|
|
|
|
|
by jug
667 days ago
|
|
Yes, and I also noted how it beats Claude 3.5 Sonnet in Chatbot Arena by a bit of a margin. This further feeds into my concern that the more advanced AI models we get, random enthusiasts at that site may no longer be able to rank them well, and tuning for Chatbot Arena might be a thing. One that is also exploited by GPT-4o. GPT-4o absolutely does not rank wildly ahead of Claude 3.5 Sonnet in a wide variety of benchmarks, yet it does in Chatbot Arena... People actually using Claude 3.5 Sonnet are also quite satisfied with its performance, often ranking it more helpful than GPT-4o when solving engineering problems, but at the expense of tighter usage limits. Chatbot Arena was great when they were still fairly stupid, but these days, remember that everyday people are put against the task of ranking premium LLM's even solving some logic puzzles, trick questions and with a deep general knowledge far beyond that of singular humans. They can strike against traditional weaknesses like math, but then all of them suffer. So it's not an easy task at all and I'm not sure the site is very reliable anymore other than for smaller models. |
|
You can review for yourself and decide if it was justified (you can compare based on W/L/T responses and matchups). Generally, Claude still has more refusals (easy wins for the model that actually answers the request), often has worse formatting (arguable if this is better, but people like it more), and is less verbose (personally, I'd prefer the right answer with less words, but ChatArena users generally disagree).
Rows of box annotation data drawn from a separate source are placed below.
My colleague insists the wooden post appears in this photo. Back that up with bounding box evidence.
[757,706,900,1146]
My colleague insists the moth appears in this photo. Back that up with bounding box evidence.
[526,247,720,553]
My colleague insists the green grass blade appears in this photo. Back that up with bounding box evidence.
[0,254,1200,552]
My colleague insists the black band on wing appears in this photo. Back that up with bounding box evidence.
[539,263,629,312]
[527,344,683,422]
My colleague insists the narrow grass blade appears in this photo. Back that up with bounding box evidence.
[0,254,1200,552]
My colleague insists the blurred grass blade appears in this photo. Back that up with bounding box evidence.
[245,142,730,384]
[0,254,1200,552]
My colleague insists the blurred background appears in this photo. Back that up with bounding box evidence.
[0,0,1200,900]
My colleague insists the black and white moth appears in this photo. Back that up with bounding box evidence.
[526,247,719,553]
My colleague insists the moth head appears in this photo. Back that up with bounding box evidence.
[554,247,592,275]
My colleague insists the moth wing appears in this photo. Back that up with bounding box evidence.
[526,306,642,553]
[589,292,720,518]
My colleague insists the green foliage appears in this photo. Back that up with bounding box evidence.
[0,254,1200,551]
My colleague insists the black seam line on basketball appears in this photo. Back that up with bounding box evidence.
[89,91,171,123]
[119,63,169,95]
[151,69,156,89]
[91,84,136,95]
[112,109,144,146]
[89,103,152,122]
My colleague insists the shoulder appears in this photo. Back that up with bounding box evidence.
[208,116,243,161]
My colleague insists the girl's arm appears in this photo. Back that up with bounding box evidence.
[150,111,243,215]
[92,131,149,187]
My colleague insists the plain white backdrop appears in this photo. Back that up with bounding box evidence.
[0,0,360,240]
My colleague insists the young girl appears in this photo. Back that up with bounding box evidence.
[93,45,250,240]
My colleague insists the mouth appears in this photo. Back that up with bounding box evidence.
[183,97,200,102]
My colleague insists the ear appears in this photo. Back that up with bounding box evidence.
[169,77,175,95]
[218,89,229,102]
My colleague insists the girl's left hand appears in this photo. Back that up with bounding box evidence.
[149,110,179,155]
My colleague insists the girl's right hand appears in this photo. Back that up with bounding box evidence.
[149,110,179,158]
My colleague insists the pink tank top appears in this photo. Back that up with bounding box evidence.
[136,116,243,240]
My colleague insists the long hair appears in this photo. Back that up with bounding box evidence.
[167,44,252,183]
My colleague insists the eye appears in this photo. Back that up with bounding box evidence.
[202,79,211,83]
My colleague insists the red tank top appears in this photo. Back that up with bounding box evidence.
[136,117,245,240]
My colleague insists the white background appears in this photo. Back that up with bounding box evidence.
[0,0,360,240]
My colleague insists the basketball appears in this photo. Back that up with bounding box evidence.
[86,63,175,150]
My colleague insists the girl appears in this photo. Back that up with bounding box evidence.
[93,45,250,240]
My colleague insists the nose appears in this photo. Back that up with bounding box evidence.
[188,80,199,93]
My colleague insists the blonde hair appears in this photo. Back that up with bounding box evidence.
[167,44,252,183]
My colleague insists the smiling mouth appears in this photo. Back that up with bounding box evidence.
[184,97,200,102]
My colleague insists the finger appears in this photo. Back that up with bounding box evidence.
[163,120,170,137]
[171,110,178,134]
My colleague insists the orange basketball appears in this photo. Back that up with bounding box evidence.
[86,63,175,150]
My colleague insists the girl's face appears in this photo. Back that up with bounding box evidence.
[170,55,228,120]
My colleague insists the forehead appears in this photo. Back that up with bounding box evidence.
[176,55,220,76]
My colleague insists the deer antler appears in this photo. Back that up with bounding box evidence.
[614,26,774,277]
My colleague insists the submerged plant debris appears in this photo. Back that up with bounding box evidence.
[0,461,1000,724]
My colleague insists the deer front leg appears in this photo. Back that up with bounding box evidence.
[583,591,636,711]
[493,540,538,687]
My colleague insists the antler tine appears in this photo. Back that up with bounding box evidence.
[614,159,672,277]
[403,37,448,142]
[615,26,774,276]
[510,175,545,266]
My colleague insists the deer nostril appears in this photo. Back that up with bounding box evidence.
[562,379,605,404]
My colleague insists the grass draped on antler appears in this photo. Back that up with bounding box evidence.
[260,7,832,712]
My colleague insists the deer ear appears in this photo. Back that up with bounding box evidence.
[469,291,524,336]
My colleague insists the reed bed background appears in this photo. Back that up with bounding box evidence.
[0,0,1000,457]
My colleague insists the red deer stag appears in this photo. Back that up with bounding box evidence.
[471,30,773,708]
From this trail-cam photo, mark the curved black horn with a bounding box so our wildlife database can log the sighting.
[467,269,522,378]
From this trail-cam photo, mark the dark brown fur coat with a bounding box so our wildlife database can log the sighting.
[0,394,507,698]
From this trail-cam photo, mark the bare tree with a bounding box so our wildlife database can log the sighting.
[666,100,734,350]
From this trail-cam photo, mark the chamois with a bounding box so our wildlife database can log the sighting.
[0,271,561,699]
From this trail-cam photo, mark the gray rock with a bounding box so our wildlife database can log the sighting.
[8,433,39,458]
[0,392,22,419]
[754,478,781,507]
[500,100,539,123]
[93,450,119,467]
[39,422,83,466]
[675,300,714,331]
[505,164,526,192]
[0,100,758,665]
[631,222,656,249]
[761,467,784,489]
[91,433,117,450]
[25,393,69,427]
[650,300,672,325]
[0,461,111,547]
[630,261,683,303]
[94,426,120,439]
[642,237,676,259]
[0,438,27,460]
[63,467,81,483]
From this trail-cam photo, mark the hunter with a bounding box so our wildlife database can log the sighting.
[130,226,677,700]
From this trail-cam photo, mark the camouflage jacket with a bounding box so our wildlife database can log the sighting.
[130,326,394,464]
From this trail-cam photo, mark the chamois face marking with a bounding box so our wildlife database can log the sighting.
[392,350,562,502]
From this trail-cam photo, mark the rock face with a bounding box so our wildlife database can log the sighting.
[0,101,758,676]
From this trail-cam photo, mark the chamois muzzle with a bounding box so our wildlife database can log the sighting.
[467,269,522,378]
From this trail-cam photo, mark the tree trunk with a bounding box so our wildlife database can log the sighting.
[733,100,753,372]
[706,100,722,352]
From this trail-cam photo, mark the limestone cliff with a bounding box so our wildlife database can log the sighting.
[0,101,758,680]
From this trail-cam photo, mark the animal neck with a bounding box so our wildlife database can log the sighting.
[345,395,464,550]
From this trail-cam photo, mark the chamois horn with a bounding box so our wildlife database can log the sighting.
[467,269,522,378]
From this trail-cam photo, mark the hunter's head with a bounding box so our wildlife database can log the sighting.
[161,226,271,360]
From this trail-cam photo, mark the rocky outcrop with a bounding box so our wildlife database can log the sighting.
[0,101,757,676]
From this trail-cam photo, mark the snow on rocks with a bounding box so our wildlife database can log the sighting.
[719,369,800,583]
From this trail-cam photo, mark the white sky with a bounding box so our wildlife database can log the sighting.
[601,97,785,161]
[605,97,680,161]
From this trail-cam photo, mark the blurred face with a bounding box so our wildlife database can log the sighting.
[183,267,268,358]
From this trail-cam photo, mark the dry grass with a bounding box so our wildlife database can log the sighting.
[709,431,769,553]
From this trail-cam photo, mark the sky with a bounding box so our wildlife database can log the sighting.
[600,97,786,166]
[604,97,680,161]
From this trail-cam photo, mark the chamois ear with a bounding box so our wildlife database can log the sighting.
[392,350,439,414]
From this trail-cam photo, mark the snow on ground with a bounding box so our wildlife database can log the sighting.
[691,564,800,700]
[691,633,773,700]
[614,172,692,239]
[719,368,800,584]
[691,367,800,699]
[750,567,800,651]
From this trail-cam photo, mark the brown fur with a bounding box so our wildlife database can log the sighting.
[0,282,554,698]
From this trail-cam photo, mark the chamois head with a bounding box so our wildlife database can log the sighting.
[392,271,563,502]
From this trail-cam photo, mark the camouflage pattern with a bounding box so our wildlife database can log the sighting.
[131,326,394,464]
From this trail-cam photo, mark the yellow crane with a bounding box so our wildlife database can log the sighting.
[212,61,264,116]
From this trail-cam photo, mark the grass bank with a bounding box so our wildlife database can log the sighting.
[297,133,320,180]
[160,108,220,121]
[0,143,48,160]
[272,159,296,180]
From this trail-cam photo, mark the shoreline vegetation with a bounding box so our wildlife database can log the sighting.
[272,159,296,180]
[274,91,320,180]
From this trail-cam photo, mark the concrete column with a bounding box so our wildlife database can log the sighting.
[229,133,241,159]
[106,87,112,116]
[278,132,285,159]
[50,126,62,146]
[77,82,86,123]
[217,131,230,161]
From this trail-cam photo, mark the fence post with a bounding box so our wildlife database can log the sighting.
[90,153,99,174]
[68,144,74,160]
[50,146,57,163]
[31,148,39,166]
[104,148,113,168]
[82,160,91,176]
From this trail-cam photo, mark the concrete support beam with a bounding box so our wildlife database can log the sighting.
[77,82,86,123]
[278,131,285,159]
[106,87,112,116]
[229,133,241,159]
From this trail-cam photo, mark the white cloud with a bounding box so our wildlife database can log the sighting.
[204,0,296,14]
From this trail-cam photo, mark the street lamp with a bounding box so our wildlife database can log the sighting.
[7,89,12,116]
If you look at the questions (and Chat Arena and Wildchat analyses), most people aren't using LLMs for math, reasoning, or even coding - if anything the arena usage is probably overly skewed to reasoning/trick questions due to the subset of people poking at the models.
Of course, different people value different things. I've almost exclusively been using 3.5 Sonnet since it came out because it's been the best code assistant and Artifacts are great, only falling back to GPT-4o for occasional Code Interpreter work (for tricky problems, Mistral's Codestral actually seems to be a good fallback, often being able to debug issues that neither of those models can, despite being a tiny model in comparison).